Individual symptom scale pre-intervention testing was compared to the 6-week post-exposure testing for both the ImPACT and PCL-M (Tables 2 and 3). Paired t-test results revealed 10 ImPACT symptom scale scores in the sham-control group that differed from pre-exposure to 6-week post- exposure testing, whereas only two scale scores significantly changed in the investigational group. Two ImPACT items (sleep onset problems and sleeping less than usual) changed in both the sham-control and HBO₂ groups. No improvement in headaches, concentration, or memory was noted in the HBO₂ arm. In pre-exposure to 6-week post-exposure testing on the PCL-M, both the sham-control and HBO2 groups showed significant decrease in arousal-related symptoms but no differences on re-experiencing phenomena or avoidance behaviors. While there is overlap between the self-report symptoms measured by the PCL-M and ImPACT, there was not a statistically significant correlation found in this analysis (r=0.006, n=48, p=0.968). There was also no significant association between the severity of PCL-M scores and response to intervention. Additionally, there was not a significant association between the duration of symptoms or time since injury and the response to intervention.

Table 2.

Impact Scale Means for Sham-control and HBO₂ Groups at Baseline and Post-Treatment Interval

Symptom	Control baseline	Control 6 weeks post	P value	HBO₂ baseline	HBO₂ 6 weeks post	P value
Headache	3.4	2.0	0.002^*	3.3	2.6	ns
Nausea	1.1	0.9	ns	0.2	0.4	ns
Vomiting	0.0	0.0	ns	0.0	0.0	ns
Balance	1.4	1.0	ns	1.5	1.2	ns
Dizziness	1.3	1.2	ns	0.9	1.2	ns
Fatigue	3.4	1.7	0.005^*	3.1	2.6	ns
Trouble falling asleep	4.2	2.2	0^*	4.2	2.7	0.01^*
Sleeping more than usual	0.7	0.3	0.038^*	0.2	0.7	ns
Sleeping less than usual	1.2	0.5	0.038^*	1.8	0.6	0.03^*
Drowsiness	3.3	1.4	ns	1.9	2.5	ns
Sensitivity to light	2.2	1.8	ns	1.9	1.8	ns
Sensitivity to noise	1.7	0.9	ns	1.5	1.7	ns
Irritability	2.3	1.3	0.032^*	3.0	2.7	ns
Sadness	1.3	0.5	0.029^*	1.3	1.5	ns
Nervousness	1.6	0.8	0.046^*	2.0	1.0	ns
Emotionality	0.8	0.3	0.046^*	1.3	0.9	ns
Numbness	2.0	0.9	ns	1.7	0.8	ns
Slower than usual	1.4	0.5	0.01^*	1.2	1.4	ns
Feeling foggy	1.2	1.3	ns	1.3	1.5	ns
Concentration problems	3.0	2.5	ns	2.9	2.5	ns
Trouble remembering	4.8	2.8	ns	2.8	2.8	ns
Visual problems	1.0	0.8	ns	0.8	0.8	ns

p=significant.

Table 3.

PCL-M Means for Sham-control and HBO₂ Groups at Baseline and Post-Treatment Interval

Symptom	Control baseline	Control 6 weeks post	P value	HBO₂ baseline	HBO₂ 6 weeks post	P value
Composite score	48.9	40.6	0^*	50.0	41.6	0^*
Re-experiencing	2.2	2.0	ns	2.8	2.2	ns
Avoidance	3.3	2.9	ns	3.3	2.5	ns
Arousal	4.2	2.8	0^*	3.8	2.6	0.001^*

p<0.05.

Discussion

This investigation represents the first randomized, controlled clinical trial studying clinically relevant effects of HBO₂ on PCS and is part of a comprehensive DoD-VA collaborative initiative to clarify the role of HBO₂ in mTBI care.
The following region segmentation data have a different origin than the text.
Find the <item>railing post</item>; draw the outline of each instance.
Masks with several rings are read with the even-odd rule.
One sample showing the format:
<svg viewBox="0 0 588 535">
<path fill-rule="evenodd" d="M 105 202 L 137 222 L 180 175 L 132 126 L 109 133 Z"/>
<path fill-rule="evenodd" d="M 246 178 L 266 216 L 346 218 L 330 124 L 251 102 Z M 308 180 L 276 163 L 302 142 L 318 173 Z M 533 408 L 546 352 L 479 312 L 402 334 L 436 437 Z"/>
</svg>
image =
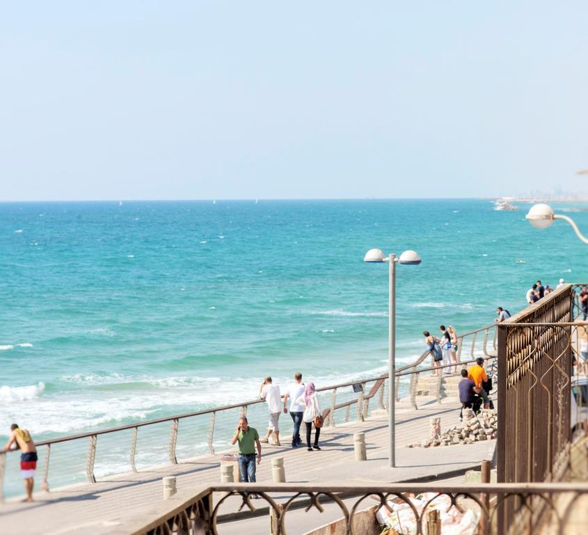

In this study, there were significant differences within groups on both the PCL composite score and the ImPACT total score from pre-intervention and 6-week post-intervention; however, there were no significant effect differences between the sham-control condition and the investigational intervention. Our results suggest the benefits may be due to placebo, Hawthorne effect, the natural resolution of symptoms over time,^21
–23 or possibly an effect from exposure to sham-control partial pressures of oxygen or nitrogen. If the sham pressure had remained at 1.3 ATA for the entire duration of the exposure, this would be equivalent to a partial pressure of 207 mmHg or similar to breathing enhanced oxygen of 27% at sea level, which is less than experienced in standard rebreather masks used in ambulances and hospitals. Additionally, as the eventual pressure for the sham-control group was 1.2 ATA, this is even less of a consideration. In addition, the potential effects of a change in living environment (i.e., not their permanent duty base) and daily routine (i.e., non-regular duties) may contribute to the improvements in symptoms (sleep onset and duration, arousal) seen over the 14-week period.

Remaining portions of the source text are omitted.